SEMPRE IO, le opere presto in un libro
Ecco i vincitori del primo concorso letterario

Saranno presto inserite in un libro le opere create da pazienti, ex pazienti, familiari ed operatori dell’ospedale di Montecatone che hanno partecipato al concorso letterario «Sempre io», iniziativa promossa per la prima volta quest’anno dall’istituto e dalla Fondazione Montecatone Onlus in occasione della Giornata mondiale delle persone con lesione al midollo spinale.

Tra i racconti, primo premio per Un microcosmo di Maria Leonilda Martino di Potenza, racconto che, come ha scritto la giuria, traccia molto bene il percorso sia emotivo sia educativo vissuto da un familiare.
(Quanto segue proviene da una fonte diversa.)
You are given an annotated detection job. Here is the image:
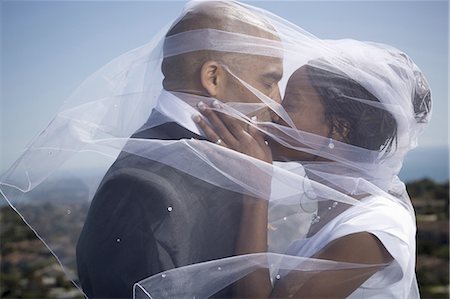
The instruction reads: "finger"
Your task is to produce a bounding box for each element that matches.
[192,115,227,147]
[248,116,268,147]
[197,102,237,145]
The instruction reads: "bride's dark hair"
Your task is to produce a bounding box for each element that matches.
[305,65,397,152]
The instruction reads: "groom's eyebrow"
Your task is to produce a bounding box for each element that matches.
[262,71,283,82]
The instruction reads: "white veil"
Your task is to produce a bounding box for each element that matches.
[0,1,431,298]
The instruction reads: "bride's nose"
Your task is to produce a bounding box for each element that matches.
[269,110,280,123]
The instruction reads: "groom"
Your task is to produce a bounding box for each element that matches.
[77,2,282,298]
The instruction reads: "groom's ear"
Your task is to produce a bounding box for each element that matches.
[200,60,223,97]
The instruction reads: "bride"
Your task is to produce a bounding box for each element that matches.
[192,40,431,298]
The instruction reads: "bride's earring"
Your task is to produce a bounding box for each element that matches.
[328,137,334,149]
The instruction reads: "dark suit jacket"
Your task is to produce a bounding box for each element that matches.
[77,118,241,298]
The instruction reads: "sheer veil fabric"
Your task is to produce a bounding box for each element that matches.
[0,1,431,298]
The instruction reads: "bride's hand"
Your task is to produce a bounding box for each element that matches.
[193,101,272,163]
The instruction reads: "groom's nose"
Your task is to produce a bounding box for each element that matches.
[269,85,281,104]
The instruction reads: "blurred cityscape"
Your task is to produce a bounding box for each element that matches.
[0,179,449,299]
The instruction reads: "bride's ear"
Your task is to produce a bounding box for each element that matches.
[200,60,223,97]
[330,119,351,142]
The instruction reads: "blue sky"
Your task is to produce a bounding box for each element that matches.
[0,1,449,180]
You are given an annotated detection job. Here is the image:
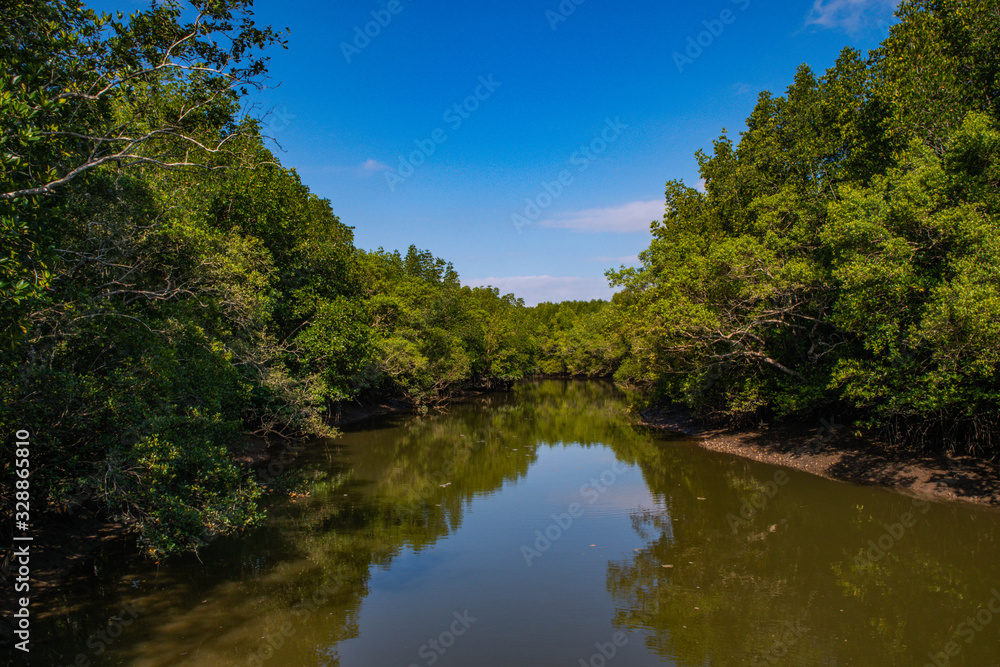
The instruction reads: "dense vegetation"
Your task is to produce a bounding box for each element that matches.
[608,0,1000,454]
[0,0,533,555]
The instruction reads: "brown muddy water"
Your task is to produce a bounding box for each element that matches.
[31,381,1000,667]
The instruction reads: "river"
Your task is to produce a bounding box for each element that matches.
[32,380,1000,667]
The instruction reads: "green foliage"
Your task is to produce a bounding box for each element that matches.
[532,299,624,377]
[0,0,534,557]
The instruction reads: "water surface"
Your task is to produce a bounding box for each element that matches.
[32,381,1000,667]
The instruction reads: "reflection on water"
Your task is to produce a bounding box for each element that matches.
[32,381,1000,667]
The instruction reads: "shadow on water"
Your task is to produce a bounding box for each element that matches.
[27,380,1000,666]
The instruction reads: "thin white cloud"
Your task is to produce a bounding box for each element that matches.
[538,199,663,234]
[466,276,614,306]
[587,255,639,264]
[806,0,899,33]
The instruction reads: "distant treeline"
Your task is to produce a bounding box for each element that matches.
[0,0,1000,556]
[0,0,534,556]
[608,0,1000,456]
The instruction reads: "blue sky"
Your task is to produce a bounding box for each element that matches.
[89,0,896,305]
Al secondo posto Giacomo, sempre io di Giacomo Murari, veronese, che ha raccontato la sua esperienza a oltre trent’anni dalla lesione midollare. Un racconto, scrivono ancora i giurati, che traccia molto bene il percorso emotivo di chi vive il ricovero in prima persona, con originalità, profondità e fantasia riflessiva illuminante. Terza posizione per Il mio posto fisso di Francesco Vitale, originario di Isernia che a Montecatone ha effettuato non solo un lungo ricovero ma anche un anno di servizio civile. Un racconto ironico, secondo la giuria, acuto e scritto bene, un mix di filosofia, sense of humor e invito alla lettura.

Nella sezione poesie, invece, primo posto per Valeria Luongo, mamma di una ex paziente originaria della provincia di Avellino con La speranza non muore; secondo posto Ahlam Khalaf, giovane di origine irachena tuttora ricoverata a Montecatone con Libertà e Filippo Brunacci, operatore di Montecatone, con Vorrei ricordare ma non posso.

Finale emozionante con il video realizzato dal vincitore della categoria Zirudèla, Giovanni Macrì da Barcellona Pozzo di Gotto che, a dieci anni dal ricovero della figlia Roberta a Montecatone, ha letto A Rinascita, il suo brano, in dialetto messinese. (r.cr.)